Ten years after his climate change slide show became the Oscar-winning documentary “An Inconvenient Truth,” Al Gore is back with an update, “An Inconvenient Sequel: Truth To Power.” It has both good news and bad news.
The good news is the vastly increased number of homes and businesses and municipalities now getting electricity from solar and wind power instead of coal. For instance, Gore goes to Georgetown, Texas — the reddest city in the reddest county in that state — which has moved off of the old electric grid and is now powered completely by renewable energy sources, thanks to Mayor Dale Ross. He’s a very conservative Republican, but he’s also a CPA. Ross ran the numbers and figured out that if Georgetown ran on solar/wind, it would save lots of money, and it has.
The bad news is that climate change continues to be a problem, particularly in coastal cities like Miami. Gore visits there to find that, at high tide, the water level of the Atlantic Ocean has risen and now encroaches on the city so much that fish can swim along some of its main roads. Gore also shows footage from the first movie, in which animation showed that the sea level rise was enough of a problem that during a major storm, much of the southern end of Manhattan — including the 9/11 memorial site — would be flooded. He explains that he was hounded and criticized by the right for that scene, but then follows it up with actual footage of Superstorm Sandy in 2012, in which the prediction came true.
Though “An Inconvenient Sequel” contains lots of talk of the dangers of climate change — more severe storms, longer heat waves and droughts, massive impact on poorer populations around the world — it could have used more scenes like those, and more footage of meteorological events like Rain Bombs, which reminded me of some of the extreme thunderstorms we’ve been experiencing in recent years in the midwest.
The documentary spends a little too much time with Gore at the 2015 Paris climate accords as he tries to negotiate a way for India to join the rest of the world in a pledge to reduce carbon emissions.
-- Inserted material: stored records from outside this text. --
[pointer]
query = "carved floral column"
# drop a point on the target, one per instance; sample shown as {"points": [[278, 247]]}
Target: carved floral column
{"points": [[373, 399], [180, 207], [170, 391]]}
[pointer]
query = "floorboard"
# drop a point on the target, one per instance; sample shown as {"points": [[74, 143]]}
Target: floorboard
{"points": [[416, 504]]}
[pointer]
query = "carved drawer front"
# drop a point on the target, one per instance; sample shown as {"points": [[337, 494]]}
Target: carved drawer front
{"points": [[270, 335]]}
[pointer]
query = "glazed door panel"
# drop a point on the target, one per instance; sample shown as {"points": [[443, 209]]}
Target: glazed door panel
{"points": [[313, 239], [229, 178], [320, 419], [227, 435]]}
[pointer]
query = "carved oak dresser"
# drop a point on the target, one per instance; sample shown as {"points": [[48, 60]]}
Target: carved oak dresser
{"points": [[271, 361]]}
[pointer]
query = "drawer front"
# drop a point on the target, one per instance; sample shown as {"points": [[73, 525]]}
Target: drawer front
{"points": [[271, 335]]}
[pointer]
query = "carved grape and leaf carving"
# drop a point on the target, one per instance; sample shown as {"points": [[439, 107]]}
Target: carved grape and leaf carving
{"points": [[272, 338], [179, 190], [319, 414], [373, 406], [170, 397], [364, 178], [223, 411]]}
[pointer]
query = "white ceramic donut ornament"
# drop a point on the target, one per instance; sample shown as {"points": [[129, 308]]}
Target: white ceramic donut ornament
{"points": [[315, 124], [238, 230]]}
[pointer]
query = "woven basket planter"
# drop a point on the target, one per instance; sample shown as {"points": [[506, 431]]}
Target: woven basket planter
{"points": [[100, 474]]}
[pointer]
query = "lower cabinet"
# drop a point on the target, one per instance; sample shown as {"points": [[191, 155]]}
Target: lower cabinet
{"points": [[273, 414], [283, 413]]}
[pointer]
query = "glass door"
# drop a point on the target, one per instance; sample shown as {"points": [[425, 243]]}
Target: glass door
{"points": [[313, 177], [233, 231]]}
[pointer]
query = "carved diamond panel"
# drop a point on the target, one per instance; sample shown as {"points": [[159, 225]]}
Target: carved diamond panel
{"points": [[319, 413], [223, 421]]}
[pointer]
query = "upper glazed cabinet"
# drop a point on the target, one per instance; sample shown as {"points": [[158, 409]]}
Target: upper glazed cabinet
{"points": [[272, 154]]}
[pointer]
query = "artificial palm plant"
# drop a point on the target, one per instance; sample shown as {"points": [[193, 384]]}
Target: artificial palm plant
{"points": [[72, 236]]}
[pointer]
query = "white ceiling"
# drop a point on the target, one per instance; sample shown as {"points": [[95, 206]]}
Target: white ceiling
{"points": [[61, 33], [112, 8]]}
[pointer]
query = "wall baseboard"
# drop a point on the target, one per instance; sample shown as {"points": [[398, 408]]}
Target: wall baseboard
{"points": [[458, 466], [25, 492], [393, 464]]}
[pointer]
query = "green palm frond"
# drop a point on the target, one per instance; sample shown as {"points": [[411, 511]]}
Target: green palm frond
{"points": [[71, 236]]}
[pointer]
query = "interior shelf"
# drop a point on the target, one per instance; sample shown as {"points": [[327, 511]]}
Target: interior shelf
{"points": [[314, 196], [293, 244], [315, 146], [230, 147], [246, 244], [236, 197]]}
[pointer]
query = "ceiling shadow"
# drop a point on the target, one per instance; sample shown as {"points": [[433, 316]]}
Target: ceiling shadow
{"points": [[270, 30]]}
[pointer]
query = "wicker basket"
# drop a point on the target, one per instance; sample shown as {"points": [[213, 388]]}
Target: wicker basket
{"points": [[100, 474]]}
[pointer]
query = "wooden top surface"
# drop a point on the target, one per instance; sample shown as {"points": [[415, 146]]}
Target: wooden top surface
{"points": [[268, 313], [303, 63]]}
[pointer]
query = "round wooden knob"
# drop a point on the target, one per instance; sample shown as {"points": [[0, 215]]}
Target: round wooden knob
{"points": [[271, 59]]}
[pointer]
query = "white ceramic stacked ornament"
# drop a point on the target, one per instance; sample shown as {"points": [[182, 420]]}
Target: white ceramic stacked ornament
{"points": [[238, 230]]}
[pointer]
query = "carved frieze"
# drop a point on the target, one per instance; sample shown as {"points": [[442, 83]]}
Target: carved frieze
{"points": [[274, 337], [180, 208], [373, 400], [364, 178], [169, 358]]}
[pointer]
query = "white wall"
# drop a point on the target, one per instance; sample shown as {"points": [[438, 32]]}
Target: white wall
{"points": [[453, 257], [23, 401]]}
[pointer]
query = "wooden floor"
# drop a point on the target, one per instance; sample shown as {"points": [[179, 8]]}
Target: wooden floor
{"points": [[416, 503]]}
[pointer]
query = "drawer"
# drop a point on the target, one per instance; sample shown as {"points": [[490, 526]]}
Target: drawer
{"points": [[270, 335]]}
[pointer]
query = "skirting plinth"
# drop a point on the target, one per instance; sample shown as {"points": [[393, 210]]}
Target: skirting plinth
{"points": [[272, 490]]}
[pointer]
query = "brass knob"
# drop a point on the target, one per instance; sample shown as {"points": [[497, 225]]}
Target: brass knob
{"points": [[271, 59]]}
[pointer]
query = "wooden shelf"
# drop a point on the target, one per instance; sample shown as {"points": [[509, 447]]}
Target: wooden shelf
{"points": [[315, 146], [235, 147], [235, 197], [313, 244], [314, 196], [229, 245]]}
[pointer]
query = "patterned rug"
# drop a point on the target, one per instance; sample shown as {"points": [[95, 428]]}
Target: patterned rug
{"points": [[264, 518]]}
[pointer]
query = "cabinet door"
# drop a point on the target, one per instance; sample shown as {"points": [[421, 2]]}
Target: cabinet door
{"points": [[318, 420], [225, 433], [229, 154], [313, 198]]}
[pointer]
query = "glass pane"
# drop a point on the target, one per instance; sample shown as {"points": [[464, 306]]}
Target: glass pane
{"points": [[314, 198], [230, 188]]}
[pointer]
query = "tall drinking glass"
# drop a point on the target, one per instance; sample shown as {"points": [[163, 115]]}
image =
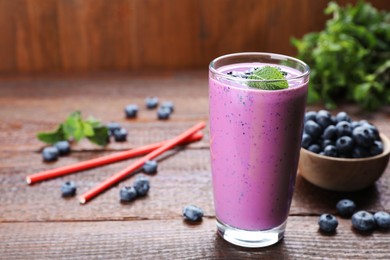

We know from our recent history that India did sign on to the agreement along with nearly every other country on Earth, including the United States under President Obama, but that Trump has since pulled us out, leaving us on the outside with only two other nations (Syria and Nicaragua — the latter wouldn’t sign on because if felt the accords didn’t go far enough).
Sadly, “An Inconvenient Sequel” won’t change the minds of climate change deniers, as they’re unlikely to go see it in the first place, leaving Gore preaching to the choir — those who believe what the overwhelming number of climate scientists tell us, rather than the loudmouths of the right on TV and radio. However, if the documentary urges a few more people to become environmental activists, it will have done some good.
I give “An Inconvenient Sequel” a 7.5 out of 10.